The recurring theme in three of the pieces that were presented on Sunday night seemed to be the formation of community, either on a journey to a holy place as in Ife/My Heart, or uniting in the face of fear as in Lessons: Exotica/To Harm The Dangerous or to make the world a better place, as in On Earth Together. As far as I’m concerned, today’s society can’t be presented with these themes often enough. I feel that it’s the only thing that will help us to get beyond our current condition.
In Ife/My Heart, the dancers are all dressed in white. As happened several times throughout the night, the dancers began by moving along the periphery of the stage in a procession. Three families are traveling to a destination of togetherness. The first is dressed in traditional African clothing while the other two groups are wearing more classic contemporary costumes and this left me wondering if Brown was deliberately contrasting the traditional with the contemporary as part of the story.
The dancing is so riveting, so alive, and so deeply anchored in the spiritual.
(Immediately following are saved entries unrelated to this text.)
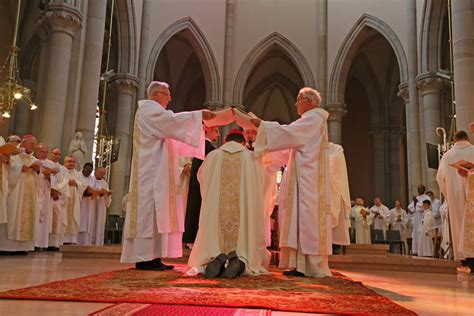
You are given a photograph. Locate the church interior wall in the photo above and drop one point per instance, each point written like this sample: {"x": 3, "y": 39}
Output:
{"x": 209, "y": 17}
{"x": 251, "y": 28}
{"x": 343, "y": 14}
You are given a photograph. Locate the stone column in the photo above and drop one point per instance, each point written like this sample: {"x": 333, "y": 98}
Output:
{"x": 22, "y": 111}
{"x": 430, "y": 87}
{"x": 126, "y": 86}
{"x": 379, "y": 139}
{"x": 463, "y": 58}
{"x": 336, "y": 112}
{"x": 44, "y": 35}
{"x": 63, "y": 21}
{"x": 323, "y": 50}
{"x": 396, "y": 189}
{"x": 143, "y": 59}
{"x": 412, "y": 109}
{"x": 91, "y": 71}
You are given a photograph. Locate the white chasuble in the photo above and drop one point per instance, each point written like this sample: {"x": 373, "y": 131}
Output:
{"x": 454, "y": 189}
{"x": 24, "y": 199}
{"x": 155, "y": 207}
{"x": 233, "y": 183}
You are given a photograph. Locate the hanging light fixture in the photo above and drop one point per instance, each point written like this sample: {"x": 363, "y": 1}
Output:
{"x": 12, "y": 91}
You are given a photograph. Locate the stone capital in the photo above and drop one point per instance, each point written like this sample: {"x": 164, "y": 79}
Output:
{"x": 336, "y": 111}
{"x": 125, "y": 83}
{"x": 429, "y": 83}
{"x": 60, "y": 17}
{"x": 403, "y": 92}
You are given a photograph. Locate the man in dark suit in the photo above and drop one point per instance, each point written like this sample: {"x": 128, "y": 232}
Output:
{"x": 193, "y": 207}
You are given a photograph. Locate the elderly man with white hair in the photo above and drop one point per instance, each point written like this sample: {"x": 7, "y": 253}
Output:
{"x": 305, "y": 209}
{"x": 154, "y": 221}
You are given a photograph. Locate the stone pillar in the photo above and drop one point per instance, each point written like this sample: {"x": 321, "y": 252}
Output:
{"x": 463, "y": 58}
{"x": 378, "y": 135}
{"x": 44, "y": 35}
{"x": 126, "y": 86}
{"x": 323, "y": 50}
{"x": 143, "y": 59}
{"x": 228, "y": 49}
{"x": 91, "y": 71}
{"x": 63, "y": 21}
{"x": 430, "y": 87}
{"x": 412, "y": 109}
{"x": 336, "y": 113}
{"x": 396, "y": 189}
{"x": 22, "y": 111}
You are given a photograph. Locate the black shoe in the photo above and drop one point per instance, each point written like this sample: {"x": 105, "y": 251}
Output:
{"x": 157, "y": 262}
{"x": 235, "y": 267}
{"x": 293, "y": 273}
{"x": 216, "y": 266}
{"x": 149, "y": 265}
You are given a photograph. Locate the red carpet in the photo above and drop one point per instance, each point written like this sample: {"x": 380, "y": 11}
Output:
{"x": 135, "y": 309}
{"x": 337, "y": 295}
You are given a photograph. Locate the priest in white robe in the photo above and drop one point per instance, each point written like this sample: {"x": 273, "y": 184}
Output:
{"x": 363, "y": 220}
{"x": 103, "y": 198}
{"x": 340, "y": 196}
{"x": 416, "y": 209}
{"x": 71, "y": 218}
{"x": 305, "y": 212}
{"x": 426, "y": 231}
{"x": 154, "y": 222}
{"x": 59, "y": 195}
{"x": 399, "y": 221}
{"x": 24, "y": 198}
{"x": 88, "y": 211}
{"x": 233, "y": 182}
{"x": 454, "y": 187}
{"x": 381, "y": 216}
{"x": 7, "y": 166}
{"x": 45, "y": 209}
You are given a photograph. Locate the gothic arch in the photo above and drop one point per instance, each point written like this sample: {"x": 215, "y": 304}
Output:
{"x": 272, "y": 40}
{"x": 203, "y": 51}
{"x": 364, "y": 28}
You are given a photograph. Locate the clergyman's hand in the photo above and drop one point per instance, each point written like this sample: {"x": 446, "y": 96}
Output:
{"x": 207, "y": 115}
{"x": 256, "y": 122}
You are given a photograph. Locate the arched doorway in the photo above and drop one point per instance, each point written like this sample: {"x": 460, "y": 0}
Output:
{"x": 373, "y": 132}
{"x": 269, "y": 79}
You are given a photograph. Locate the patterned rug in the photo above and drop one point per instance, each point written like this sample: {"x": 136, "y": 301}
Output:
{"x": 135, "y": 309}
{"x": 336, "y": 295}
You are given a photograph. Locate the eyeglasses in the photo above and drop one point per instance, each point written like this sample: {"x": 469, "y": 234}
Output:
{"x": 167, "y": 94}
{"x": 299, "y": 99}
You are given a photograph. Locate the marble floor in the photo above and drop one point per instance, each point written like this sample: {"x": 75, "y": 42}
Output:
{"x": 424, "y": 293}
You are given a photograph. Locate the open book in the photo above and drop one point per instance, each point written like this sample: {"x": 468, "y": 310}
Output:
{"x": 230, "y": 114}
{"x": 462, "y": 165}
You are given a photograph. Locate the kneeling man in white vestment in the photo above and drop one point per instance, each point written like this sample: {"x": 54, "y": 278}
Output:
{"x": 231, "y": 235}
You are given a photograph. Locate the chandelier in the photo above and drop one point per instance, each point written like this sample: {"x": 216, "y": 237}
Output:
{"x": 12, "y": 91}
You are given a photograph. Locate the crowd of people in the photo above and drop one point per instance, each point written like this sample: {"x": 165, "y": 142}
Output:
{"x": 224, "y": 212}
{"x": 425, "y": 220}
{"x": 221, "y": 208}
{"x": 44, "y": 204}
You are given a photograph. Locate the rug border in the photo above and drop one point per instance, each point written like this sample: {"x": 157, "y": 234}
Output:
{"x": 3, "y": 296}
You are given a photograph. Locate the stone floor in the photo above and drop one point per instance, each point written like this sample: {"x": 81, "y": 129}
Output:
{"x": 424, "y": 293}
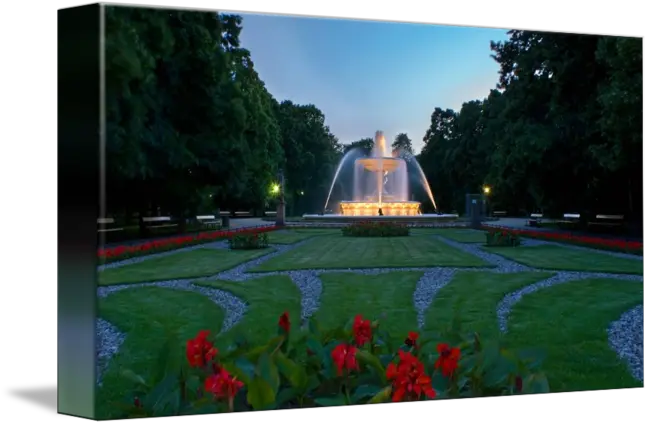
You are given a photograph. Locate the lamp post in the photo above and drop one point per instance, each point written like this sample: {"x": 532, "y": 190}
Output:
{"x": 280, "y": 212}
{"x": 487, "y": 191}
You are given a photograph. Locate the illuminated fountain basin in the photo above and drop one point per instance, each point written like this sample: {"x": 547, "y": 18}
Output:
{"x": 358, "y": 208}
{"x": 380, "y": 182}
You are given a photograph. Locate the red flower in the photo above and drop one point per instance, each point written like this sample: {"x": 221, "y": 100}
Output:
{"x": 408, "y": 378}
{"x": 222, "y": 385}
{"x": 283, "y": 322}
{"x": 362, "y": 330}
{"x": 199, "y": 350}
{"x": 345, "y": 357}
{"x": 519, "y": 384}
{"x": 448, "y": 359}
{"x": 411, "y": 340}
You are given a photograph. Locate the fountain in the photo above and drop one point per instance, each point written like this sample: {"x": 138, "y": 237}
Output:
{"x": 380, "y": 188}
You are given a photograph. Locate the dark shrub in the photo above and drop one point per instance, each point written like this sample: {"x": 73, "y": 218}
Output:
{"x": 502, "y": 238}
{"x": 375, "y": 229}
{"x": 248, "y": 241}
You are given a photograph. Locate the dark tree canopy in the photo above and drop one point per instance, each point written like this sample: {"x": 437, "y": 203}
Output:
{"x": 191, "y": 126}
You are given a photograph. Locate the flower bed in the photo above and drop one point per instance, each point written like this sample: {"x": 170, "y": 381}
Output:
{"x": 375, "y": 229}
{"x": 355, "y": 364}
{"x": 249, "y": 241}
{"x": 501, "y": 237}
{"x": 117, "y": 253}
{"x": 616, "y": 245}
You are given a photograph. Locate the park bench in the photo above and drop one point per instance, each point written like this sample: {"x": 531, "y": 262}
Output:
{"x": 106, "y": 225}
{"x": 607, "y": 221}
{"x": 155, "y": 223}
{"x": 569, "y": 220}
{"x": 209, "y": 221}
{"x": 535, "y": 219}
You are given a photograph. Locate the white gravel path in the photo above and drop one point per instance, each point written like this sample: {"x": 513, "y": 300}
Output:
{"x": 625, "y": 335}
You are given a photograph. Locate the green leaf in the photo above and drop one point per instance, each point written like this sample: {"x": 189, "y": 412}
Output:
{"x": 294, "y": 373}
{"x": 242, "y": 369}
{"x": 169, "y": 405}
{"x": 167, "y": 361}
{"x": 468, "y": 363}
{"x": 268, "y": 370}
{"x": 373, "y": 362}
{"x": 312, "y": 383}
{"x": 159, "y": 394}
{"x": 331, "y": 401}
{"x": 260, "y": 394}
{"x": 132, "y": 376}
{"x": 193, "y": 383}
{"x": 439, "y": 382}
{"x": 313, "y": 326}
{"x": 381, "y": 397}
{"x": 315, "y": 346}
{"x": 536, "y": 383}
{"x": 285, "y": 395}
{"x": 533, "y": 358}
{"x": 498, "y": 372}
{"x": 363, "y": 391}
{"x": 256, "y": 352}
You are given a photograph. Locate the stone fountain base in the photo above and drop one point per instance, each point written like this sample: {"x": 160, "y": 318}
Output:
{"x": 409, "y": 219}
{"x": 389, "y": 208}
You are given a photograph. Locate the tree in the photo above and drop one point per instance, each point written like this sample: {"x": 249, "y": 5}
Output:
{"x": 403, "y": 143}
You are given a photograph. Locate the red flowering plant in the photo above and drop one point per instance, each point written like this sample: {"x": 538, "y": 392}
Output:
{"x": 358, "y": 363}
{"x": 501, "y": 237}
{"x": 635, "y": 247}
{"x": 253, "y": 240}
{"x": 117, "y": 253}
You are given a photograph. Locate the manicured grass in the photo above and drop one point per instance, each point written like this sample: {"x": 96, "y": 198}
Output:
{"x": 458, "y": 235}
{"x": 335, "y": 251}
{"x": 289, "y": 236}
{"x": 146, "y": 315}
{"x": 267, "y": 298}
{"x": 189, "y": 264}
{"x": 553, "y": 257}
{"x": 570, "y": 322}
{"x": 471, "y": 297}
{"x": 386, "y": 297}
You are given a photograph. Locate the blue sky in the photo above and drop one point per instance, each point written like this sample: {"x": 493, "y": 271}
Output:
{"x": 369, "y": 75}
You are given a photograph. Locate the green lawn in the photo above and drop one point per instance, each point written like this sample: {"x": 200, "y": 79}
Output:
{"x": 458, "y": 235}
{"x": 268, "y": 297}
{"x": 289, "y": 236}
{"x": 387, "y": 297}
{"x": 471, "y": 297}
{"x": 570, "y": 322}
{"x": 336, "y": 251}
{"x": 146, "y": 315}
{"x": 189, "y": 264}
{"x": 553, "y": 257}
{"x": 567, "y": 321}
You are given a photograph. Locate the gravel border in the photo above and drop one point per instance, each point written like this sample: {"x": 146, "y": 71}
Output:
{"x": 215, "y": 245}
{"x": 626, "y": 338}
{"x": 623, "y": 334}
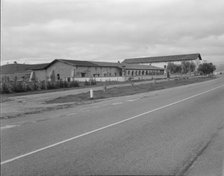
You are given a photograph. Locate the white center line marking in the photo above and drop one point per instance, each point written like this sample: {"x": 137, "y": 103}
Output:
{"x": 133, "y": 100}
{"x": 117, "y": 103}
{"x": 8, "y": 126}
{"x": 102, "y": 128}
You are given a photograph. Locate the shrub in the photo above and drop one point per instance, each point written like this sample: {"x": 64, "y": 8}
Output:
{"x": 74, "y": 84}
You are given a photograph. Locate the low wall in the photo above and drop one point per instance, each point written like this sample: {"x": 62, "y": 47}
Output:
{"x": 100, "y": 79}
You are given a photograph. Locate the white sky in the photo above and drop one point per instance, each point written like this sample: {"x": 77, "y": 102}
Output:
{"x": 38, "y": 31}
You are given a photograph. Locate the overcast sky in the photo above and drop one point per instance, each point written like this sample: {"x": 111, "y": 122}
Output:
{"x": 38, "y": 31}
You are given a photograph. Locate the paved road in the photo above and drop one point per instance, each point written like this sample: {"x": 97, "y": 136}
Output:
{"x": 157, "y": 133}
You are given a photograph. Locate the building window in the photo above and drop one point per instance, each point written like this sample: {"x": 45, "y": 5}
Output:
{"x": 58, "y": 76}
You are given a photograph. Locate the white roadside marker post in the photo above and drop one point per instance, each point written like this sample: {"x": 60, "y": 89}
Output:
{"x": 91, "y": 93}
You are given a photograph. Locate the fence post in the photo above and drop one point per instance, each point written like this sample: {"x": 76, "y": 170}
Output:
{"x": 91, "y": 93}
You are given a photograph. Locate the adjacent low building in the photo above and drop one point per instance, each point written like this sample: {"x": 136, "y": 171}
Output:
{"x": 63, "y": 69}
{"x": 162, "y": 61}
{"x": 100, "y": 71}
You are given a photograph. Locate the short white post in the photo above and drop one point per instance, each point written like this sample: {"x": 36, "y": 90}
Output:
{"x": 91, "y": 93}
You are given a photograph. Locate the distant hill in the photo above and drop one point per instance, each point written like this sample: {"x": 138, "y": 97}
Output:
{"x": 18, "y": 68}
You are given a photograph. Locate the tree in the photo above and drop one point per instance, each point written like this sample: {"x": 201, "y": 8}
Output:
{"x": 206, "y": 68}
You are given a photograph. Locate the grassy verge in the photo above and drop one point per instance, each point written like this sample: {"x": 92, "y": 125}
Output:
{"x": 127, "y": 90}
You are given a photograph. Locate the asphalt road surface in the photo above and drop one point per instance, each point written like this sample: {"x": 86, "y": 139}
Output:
{"x": 156, "y": 133}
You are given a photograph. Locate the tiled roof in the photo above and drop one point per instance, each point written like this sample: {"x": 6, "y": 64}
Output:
{"x": 171, "y": 58}
{"x": 86, "y": 63}
{"x": 141, "y": 67}
{"x": 18, "y": 68}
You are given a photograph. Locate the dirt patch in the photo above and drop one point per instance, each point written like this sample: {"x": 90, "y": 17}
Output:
{"x": 127, "y": 90}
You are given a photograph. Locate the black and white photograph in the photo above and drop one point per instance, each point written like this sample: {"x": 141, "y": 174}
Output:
{"x": 112, "y": 87}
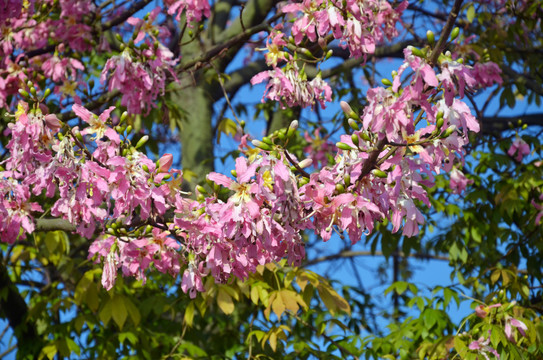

Though the dancers begin moving in a somewhat reserved fashion, the intensity and the fire grows as the piece progresses. The footwork becomes faster, the jumps higher, until everyone in the audience is feeling the spirit.
For You was a tear jerker about love and loss, a solo performed by Ronald K. Brown to Donny Hathaway’s rendition of the Leon Russell composition A Song For You. The earthiness of Brown’s understated movement along with the raw power of the lyrics of the song took me completely by surprise and really broke my heart.
From the start of the concert, the audience’s energy was up as high as I’ve ever seen it at the Joyce, but when the Stevie Wonder songs which accompanied On Earth Together began to play, things went into overdrive. Some of the movement in this piece is a little more subdued. What I loved about it was that every little vignette or conflict within the dance seems to end unpredictably with forgiveness and compassion and a call to love, which was just so beautiful.
The evening was full of great movement and great grooves – you could almost feel the sense of community amongst the audience. Maybe it’s because the dances and dancers of this company reach their audience so directly on such a visceral level. When they dance, it’s as if all the intellectualizing and pretense in the world is instantly stripped away so that matters could be addressed with complete honesty, directly to the heart and soul.